While most of us use art as a way to entertain kids, I have learned that it is much more than that. Art is a good way for kids to express their emotions, and share memories or dreams that they have had. For children that are faced with a difficult transitions, traumatic situations, etc. art will help them cope in a very safe way. 
Psychologists highly recommend that we should always ask questions about each child's artwork, rather than make statements about them. We should never point out and name objects. By doing this, it could make the child feel bad about their work (especially if the object was something different then what we had said it was). The child may simply stop enjoying art, all together. 
The benefit of asking questions is that they force children to think about their artwork, and then vocalize their thoughts back to us. This is a huge process for them, especially for younger children.
As my way of encouraging you to add more art projects in your classrooms and family activities, I have some art ideas and projects that you can use below.

Art doesn't only have to be about paint, markers, crayons, etc. It can also be done on the computer. All you really need is a computer with a paint program on it, a printer, and some paper. Once you have that, you can go into your paint program and once you're there, show your kids the different options that they can use on it. Then let them be as creative as they want to be on their projects. After they have finished, print them off and give it to them. 
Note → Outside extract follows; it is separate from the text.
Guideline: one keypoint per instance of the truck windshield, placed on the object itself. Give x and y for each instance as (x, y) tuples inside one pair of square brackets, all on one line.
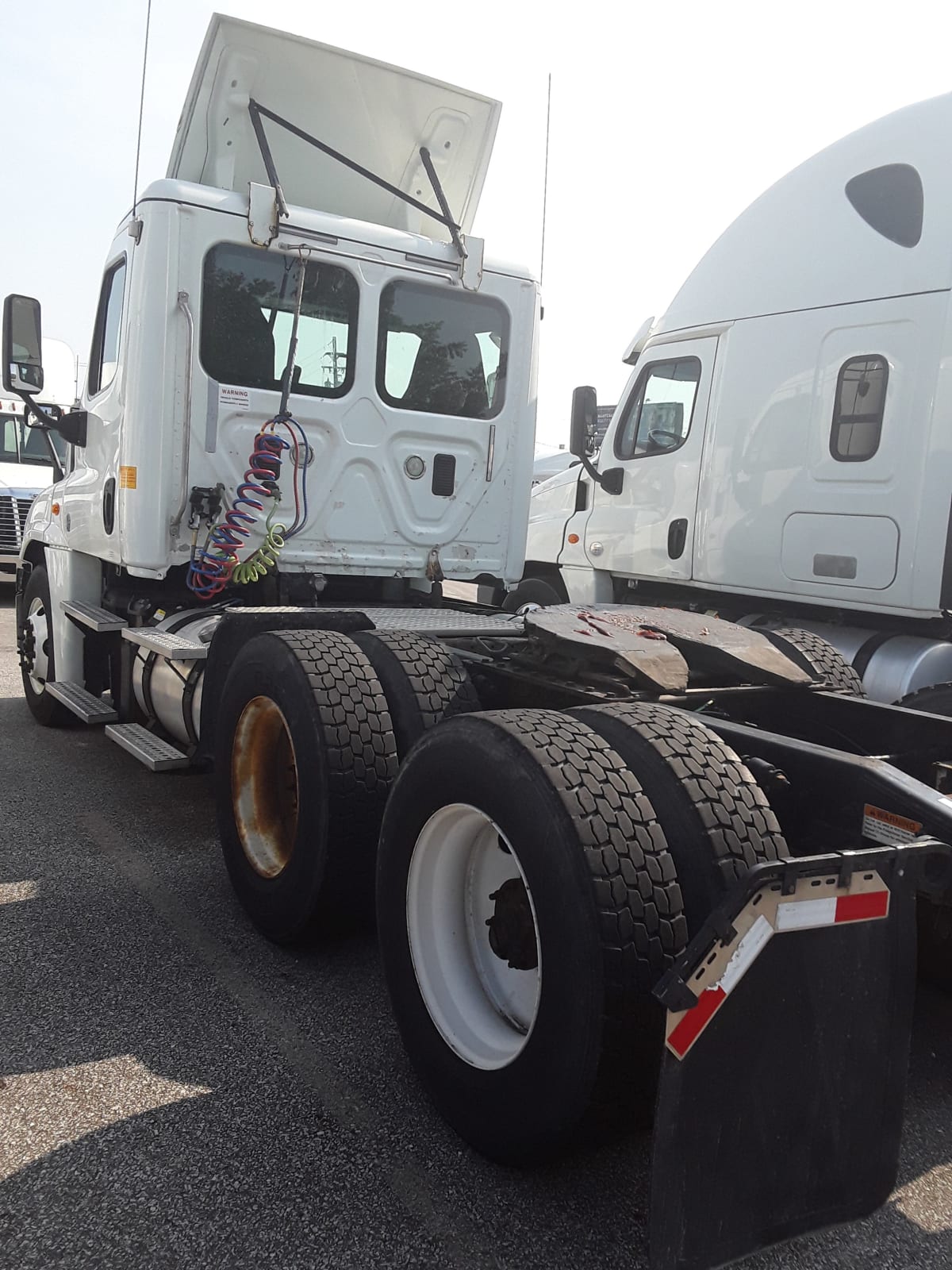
[(23, 444)]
 I'm sure a lot of you have used this idea, but for those of you who haven't tried it... All you need is some paper, paint, and straws. What you will do is drop a small amount of paint on some paper, and then blow through the straw onto your paint. The paint will blow across your paper, it is really neat to watch.

Goop is a really fun one to do. It is actually one of my favorite art projects! To make the goop, you need: flour, salt, water, food coloring or liquid watercolors, several small bowls, squeeze bottles (like empty mustard bottles), spoons, and a large bowl. Once you have collected everything needed to make it, you will want to mix equal parts of salt, flour, and water in your large bowl. The mixture should be thick. Divide the mixture into the smaller bowls and add food coloring as desired. Pour the mixtures into your squeeze bottles. You can then "paint" with this mixture by squeezing it onto cardstock or heavy paper. Then let dry. The "paint" will remain 3D. The kids love it! 

My last art project suggestion is...

Flyswatter Painting is really fun for the kids. However, it is really messy. All you need for this project are flyswatters, tempera paint, newspaper, paper, and smocks. You will want to spread your newspaper out to cover anything that you don't want paint to get on. Once you have done this, put different colors of paint onto paper plates so the kids can just put the flyswatters right into the paint and then let them go loose to "swat" the paper with color. Smocks are must on this one because the paint will splatter.

I hope you have learned something new about art, and the role it plays in our kids' learning. I also hope that you have found an art project that you can use in your classrooms and homes!